Можно понять, что бесчестному Шуйскому нужен был для "утишения" государства незапятнанный и энергичный архипастырь, а положение Церкви было столь плачевно, что выбирать было почти не из кого. Но почему царь Василий думал, что после его венчания Гермоген станет для него более приемлемым, чем Филарет Никитич, с готовностью принявший сап Ростовского митрополита и отправившийся за мощами царевича Дмитрия в Углич? Почему Шуйский оставил свои сомнения и решился на патриаршее поставление столь самостоятельной и непреклонной личности?
Это как раз очевидно. Даже критичный Костомаров, ошибочно утверждавший, что Гермоген был удобен Шуйскому постольку, поскольку "отличался в противоположность прежнему патриарху фанатическою ненавистью ко всему иноверному", признавал, что "для Гермогена существовало одно — святость религиозной формы"[57]. Он мог уклониться от участия в открытии мощей и прославлении сомнительного святого — но канонизированного Димитрия признал безоговорочно. Василий Иванович был более чем сомнительным кандидатом на престол — однако миропомазанный царь был для Гермогена "воистину свят и праведен". Только став царём, Шуйский мог быть абсолютно убежден, что, какие бы разногласия ни разделяли их отныне с Гермогеном, тот буквально положит душу свою для защиты его престола.
Что же касается "фанатической ненависти ко всему иноверному", то это оборотная сторона образа патриарха Гермогена в ура-патриотической историографии, видевшей в Смуте одни происки иноземцев и не желавшей признавать тот факт, что иностранная интервенция была лишь следствием внутренней, гражданской войны.

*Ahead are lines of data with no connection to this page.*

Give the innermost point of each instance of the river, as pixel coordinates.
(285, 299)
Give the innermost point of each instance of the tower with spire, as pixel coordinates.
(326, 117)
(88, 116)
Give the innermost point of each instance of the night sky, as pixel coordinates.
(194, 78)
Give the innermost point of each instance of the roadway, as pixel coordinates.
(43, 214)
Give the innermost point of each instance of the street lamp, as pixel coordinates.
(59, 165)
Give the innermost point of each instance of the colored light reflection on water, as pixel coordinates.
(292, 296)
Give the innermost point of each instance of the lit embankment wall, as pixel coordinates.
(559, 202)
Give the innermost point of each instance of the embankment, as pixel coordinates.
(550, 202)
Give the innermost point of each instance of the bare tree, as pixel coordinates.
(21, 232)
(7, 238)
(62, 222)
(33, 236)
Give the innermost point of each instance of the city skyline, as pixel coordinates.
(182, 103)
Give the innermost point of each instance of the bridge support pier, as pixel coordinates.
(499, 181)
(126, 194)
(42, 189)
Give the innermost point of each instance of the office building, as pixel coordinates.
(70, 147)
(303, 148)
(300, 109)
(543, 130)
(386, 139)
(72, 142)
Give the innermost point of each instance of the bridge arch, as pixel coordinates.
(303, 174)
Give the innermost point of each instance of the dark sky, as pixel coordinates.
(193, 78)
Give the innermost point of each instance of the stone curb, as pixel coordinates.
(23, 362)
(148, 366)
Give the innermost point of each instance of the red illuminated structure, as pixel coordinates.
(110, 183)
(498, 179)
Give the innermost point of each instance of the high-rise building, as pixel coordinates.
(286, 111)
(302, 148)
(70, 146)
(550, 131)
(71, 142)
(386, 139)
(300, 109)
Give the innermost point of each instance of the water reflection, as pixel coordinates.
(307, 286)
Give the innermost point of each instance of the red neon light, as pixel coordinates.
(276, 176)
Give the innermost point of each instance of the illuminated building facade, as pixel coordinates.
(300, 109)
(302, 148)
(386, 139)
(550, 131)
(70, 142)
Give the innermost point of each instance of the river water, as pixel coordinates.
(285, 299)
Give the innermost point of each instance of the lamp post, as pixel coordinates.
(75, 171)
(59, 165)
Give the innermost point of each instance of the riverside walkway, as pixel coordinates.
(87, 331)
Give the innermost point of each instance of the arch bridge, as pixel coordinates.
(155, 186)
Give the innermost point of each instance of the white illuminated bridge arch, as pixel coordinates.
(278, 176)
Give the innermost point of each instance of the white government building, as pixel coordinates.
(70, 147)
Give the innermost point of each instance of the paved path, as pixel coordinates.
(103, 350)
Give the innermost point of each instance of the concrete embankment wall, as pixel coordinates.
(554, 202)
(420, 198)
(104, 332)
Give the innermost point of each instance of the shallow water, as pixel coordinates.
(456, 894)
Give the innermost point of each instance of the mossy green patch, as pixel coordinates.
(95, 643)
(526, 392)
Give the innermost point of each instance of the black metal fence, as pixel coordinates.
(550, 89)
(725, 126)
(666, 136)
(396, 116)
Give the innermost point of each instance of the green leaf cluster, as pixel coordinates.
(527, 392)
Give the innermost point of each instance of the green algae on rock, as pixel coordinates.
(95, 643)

Последние минуты Дмитрия Самозванца. Художник К.Б. Вениг
По каким же причинам Шуйскому никак не подходил на патриаршем престоле опытный царедворец Филарет. Его можно было обмануть, поманив патриаршим престолом и заставив помочь Василию Ивановичу в подготовке воцарения. Но Филарет Никитич не стал бы не то что всеми силами защищать, а просто терпеть на престоле" узурпатора, ради сохранения власти приносящего в жертву всю страну, только потому, что тот миропомазан. Филарета боялся гораздо более умный, мирно занявший престол Борис Годунов. Шуйский, значительно более мелкая личность, боялся Филарета ещё сильнее.
Мы не знаем, что происходило в царском дворце весь июнь — целый месяц между коронацией царя Василия, прибытием в Москву Филарета — и поставлением в патриархи Гермогена. Очевидно только, что положение Филарета Никитича было проигрышным. Его уважали, ему сочувствовали, но веса среди архиереев он ещё не имел. Патриархом он мог стать только по ясно выраженной воле царя. Возражать против очевидно выигрышной кандидатуры старого, мудрого, учёного, заслуженного и волевого митрополита Гермогена Филарет не мог.